A little more than ten years ago, the Supreme Court in Bush v. Gore used the Equal Protection Clause of the Constitution to halt the counting of votes in Florida, effectively deciding the 2000 presidential election. In a dispute arising out of a local race for Hamilton County Juvenile Court Judge, the Supreme Court may soon hear its first case decided under that precedent. Although the political stakes are different, this case has the potential to -- once again -- reshape whether votes are counted and how elections are conducted in the United States.

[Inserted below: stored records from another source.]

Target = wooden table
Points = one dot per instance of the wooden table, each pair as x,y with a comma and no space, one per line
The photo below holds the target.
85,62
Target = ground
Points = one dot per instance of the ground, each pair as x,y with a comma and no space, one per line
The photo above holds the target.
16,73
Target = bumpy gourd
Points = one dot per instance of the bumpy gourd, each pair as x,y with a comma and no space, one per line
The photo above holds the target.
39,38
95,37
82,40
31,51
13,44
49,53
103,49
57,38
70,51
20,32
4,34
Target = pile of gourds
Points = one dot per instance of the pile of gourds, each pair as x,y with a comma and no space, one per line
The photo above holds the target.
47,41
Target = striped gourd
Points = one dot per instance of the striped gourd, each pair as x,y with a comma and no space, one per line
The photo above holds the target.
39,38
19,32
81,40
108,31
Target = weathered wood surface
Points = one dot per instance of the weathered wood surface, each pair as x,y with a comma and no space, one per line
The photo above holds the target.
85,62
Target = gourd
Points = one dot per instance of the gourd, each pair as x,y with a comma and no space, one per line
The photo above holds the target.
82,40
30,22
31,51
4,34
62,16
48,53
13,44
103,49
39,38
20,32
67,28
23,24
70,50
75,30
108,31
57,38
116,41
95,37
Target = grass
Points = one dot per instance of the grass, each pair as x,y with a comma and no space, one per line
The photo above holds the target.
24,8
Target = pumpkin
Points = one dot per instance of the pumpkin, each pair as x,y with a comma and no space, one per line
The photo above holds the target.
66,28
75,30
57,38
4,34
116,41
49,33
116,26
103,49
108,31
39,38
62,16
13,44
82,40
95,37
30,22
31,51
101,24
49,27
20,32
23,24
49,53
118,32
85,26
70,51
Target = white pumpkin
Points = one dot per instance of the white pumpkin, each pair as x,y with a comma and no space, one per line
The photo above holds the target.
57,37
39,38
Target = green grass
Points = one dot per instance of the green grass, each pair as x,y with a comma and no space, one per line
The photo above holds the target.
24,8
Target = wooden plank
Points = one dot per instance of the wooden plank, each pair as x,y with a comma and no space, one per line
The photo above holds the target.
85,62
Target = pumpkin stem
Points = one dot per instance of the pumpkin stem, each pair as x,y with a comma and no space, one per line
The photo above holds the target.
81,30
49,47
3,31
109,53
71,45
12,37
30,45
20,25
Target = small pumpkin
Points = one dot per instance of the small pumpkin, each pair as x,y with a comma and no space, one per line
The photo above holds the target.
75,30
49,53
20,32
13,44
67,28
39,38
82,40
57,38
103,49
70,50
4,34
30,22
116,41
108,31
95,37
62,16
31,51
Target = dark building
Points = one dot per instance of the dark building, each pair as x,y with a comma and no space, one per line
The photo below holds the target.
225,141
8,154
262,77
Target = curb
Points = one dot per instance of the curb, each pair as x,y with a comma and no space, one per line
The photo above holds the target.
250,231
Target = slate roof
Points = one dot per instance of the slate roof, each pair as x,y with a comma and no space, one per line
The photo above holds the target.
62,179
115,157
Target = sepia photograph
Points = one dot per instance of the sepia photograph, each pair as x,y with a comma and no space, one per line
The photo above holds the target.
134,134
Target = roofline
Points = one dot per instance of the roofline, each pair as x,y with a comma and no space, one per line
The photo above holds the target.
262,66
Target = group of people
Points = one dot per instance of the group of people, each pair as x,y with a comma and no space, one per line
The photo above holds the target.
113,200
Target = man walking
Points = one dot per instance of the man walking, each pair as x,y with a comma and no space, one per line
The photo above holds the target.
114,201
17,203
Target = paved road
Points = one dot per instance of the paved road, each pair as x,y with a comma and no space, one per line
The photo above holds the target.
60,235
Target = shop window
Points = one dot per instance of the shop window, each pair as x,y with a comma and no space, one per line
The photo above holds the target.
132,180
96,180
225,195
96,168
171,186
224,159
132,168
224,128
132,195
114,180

Although the Republican candidate John Williams had a large lead on election night, only 23 votes separated him from the Democratic candidate Tracie Hunter after the Board of Elections tallied provisional ballots. (Provisional ballots are the supposed safety net that Congress mandated in the Help Americaa Vote Act after the Bush v. Gore decision.) After last November's election, the Hamilton Elections Board agreed to count certain provisional ballots that were cast in the wrong precinct because its investigation made clear that the voters had done nothing wrong and pollworker error was responsible. The Board refused, however, to investigate whether other provisional ballots cast in the wrong precinct were also the result of pollworker error. It's worth noting that the rejected provisional ballots were more likely to have been cast in Cincinnati's minority neighborhoods.

Invoking the Bush v. Gore holding that similarly situated ballots must be treated equally (i.e., counted under the same rules), Hunter sued in federal court. The district court ruled in Hunter's favor, and on appeal the Sixth Circuit agreed, ruling that the Equal Protection Clause prevented the Hamilton County Board of Elections from treating similar groups of provisional ballots in different ways, counting some and refusing to count others. Additionally, as a matter of due process and fundamental fairness, the Sixth Circuit suggested that a Board of Election may not simply refuse to count a ballot where its invalidity is a direct consequence of pollworker error.

Now, Williams and the Republicans on the Hamilton Elections Board have appealed to the Supreme Court in a last ditch effort to overturn the rulings below -- and, practically speaking, halt the vote counting in yet another election. Hunter is expected to file her response today. The reputation of the Supreme Court has suffered more in the aftermath of Bush v. Gore than at any time in our nation's recent history; I hope the Court will now remain true to its newfound commitment to equal protection and ensure that all ballots are counted equally.